Circadian promoters form plants are likewise well described and used in synthetic systems (check out luciferase linked to a circadian promoter in arabidopsis here: https://www.youtube.com/watch?v=hOlO1Cu6E9I )
Linking pH change in the vacuole to a circadian promoter will be the challenge. Will we be doing proton channel expression on a circadian promoter, or doing RNAi knockdowns of a channel on a circadian promoter? Will the protein lifetime of a proton pump on the plant vacuole exceed the 12 hour timeline of a circadian expression system? Will we need to stabilize/destabilize proteins/RNAs to get this to work? There are many unknowns in this project and a lot more testing, measuring, and fiddling required to get petunia circadia to work. This is definitely higher risk science than color-change on demand, but is still a totally reasonable and doable project.

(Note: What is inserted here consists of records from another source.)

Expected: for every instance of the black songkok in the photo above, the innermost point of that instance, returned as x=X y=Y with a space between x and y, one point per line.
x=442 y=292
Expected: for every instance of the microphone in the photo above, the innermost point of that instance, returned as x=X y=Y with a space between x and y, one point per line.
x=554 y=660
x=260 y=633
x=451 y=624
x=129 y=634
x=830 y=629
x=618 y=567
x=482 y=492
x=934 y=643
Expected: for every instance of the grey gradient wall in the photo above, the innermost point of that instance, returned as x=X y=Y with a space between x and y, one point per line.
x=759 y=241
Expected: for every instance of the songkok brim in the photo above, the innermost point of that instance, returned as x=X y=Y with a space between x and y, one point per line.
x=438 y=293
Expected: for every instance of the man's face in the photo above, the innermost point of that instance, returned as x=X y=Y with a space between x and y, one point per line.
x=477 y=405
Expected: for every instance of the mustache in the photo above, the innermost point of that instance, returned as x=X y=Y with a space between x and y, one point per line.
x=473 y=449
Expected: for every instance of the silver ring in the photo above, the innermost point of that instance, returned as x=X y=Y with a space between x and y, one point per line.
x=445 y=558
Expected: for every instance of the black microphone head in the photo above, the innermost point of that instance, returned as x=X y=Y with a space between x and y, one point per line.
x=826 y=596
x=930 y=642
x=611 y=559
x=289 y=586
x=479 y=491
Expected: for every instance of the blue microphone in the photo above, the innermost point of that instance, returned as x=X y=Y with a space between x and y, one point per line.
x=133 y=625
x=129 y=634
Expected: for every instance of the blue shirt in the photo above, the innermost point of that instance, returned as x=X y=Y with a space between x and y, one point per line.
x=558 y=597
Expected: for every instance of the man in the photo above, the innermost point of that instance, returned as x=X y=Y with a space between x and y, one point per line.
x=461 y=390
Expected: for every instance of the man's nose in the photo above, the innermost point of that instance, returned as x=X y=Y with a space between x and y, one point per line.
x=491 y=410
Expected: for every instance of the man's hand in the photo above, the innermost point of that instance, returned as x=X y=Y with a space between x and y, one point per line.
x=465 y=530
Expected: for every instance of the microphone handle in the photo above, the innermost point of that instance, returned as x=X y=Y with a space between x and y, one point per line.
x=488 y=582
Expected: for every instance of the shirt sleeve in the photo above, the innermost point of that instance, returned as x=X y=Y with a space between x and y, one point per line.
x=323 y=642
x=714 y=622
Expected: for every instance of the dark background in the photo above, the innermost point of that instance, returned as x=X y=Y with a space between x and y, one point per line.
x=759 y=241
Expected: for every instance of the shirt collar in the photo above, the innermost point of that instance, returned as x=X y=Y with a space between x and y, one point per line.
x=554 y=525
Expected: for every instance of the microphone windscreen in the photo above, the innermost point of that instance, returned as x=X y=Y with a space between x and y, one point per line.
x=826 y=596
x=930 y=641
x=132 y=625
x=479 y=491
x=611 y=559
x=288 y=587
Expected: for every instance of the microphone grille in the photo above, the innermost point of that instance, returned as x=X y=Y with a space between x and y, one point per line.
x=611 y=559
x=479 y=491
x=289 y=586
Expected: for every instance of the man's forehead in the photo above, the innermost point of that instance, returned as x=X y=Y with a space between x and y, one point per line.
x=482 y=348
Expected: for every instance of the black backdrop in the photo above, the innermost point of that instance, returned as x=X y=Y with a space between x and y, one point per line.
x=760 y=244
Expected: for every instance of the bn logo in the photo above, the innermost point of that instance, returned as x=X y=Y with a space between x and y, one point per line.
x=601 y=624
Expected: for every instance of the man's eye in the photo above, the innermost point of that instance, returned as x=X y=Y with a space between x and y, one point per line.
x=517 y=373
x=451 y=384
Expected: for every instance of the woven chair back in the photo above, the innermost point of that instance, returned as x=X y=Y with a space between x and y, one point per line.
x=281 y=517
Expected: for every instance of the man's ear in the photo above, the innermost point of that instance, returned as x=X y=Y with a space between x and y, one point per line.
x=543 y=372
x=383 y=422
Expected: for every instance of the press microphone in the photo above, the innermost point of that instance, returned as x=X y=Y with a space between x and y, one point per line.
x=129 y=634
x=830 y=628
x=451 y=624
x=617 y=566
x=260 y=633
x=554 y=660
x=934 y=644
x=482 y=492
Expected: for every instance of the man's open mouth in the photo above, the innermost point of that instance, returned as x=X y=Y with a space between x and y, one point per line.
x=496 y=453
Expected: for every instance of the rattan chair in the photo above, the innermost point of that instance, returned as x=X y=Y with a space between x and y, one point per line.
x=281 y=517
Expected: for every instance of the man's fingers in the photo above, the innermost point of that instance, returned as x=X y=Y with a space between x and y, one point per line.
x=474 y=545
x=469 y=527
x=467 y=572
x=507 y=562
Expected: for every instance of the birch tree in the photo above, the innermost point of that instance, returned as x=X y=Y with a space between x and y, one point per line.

Do you think any of these engineered processes will affect the normal growth and metabolism properties of the petunias?
In all cases we will be having a selectable marker in our plants that will be constitutively expressed. This will place a metabolic burden on the plants that their non-transformed cousins won’t have. All the clever things we are adding to make the flowers change color will be expressed only using a flower-specific promoter—so metabolic burden will be limited to the reproductive organs, not the photosynthetic tissues.
With all the varieties of plants out there which have been developed with conventional breeding that have one or two genes knocked/overexpressed and still have vigorous growth habits, I don’t think it won’t be too hard to get a robustly-growing petunia out of this.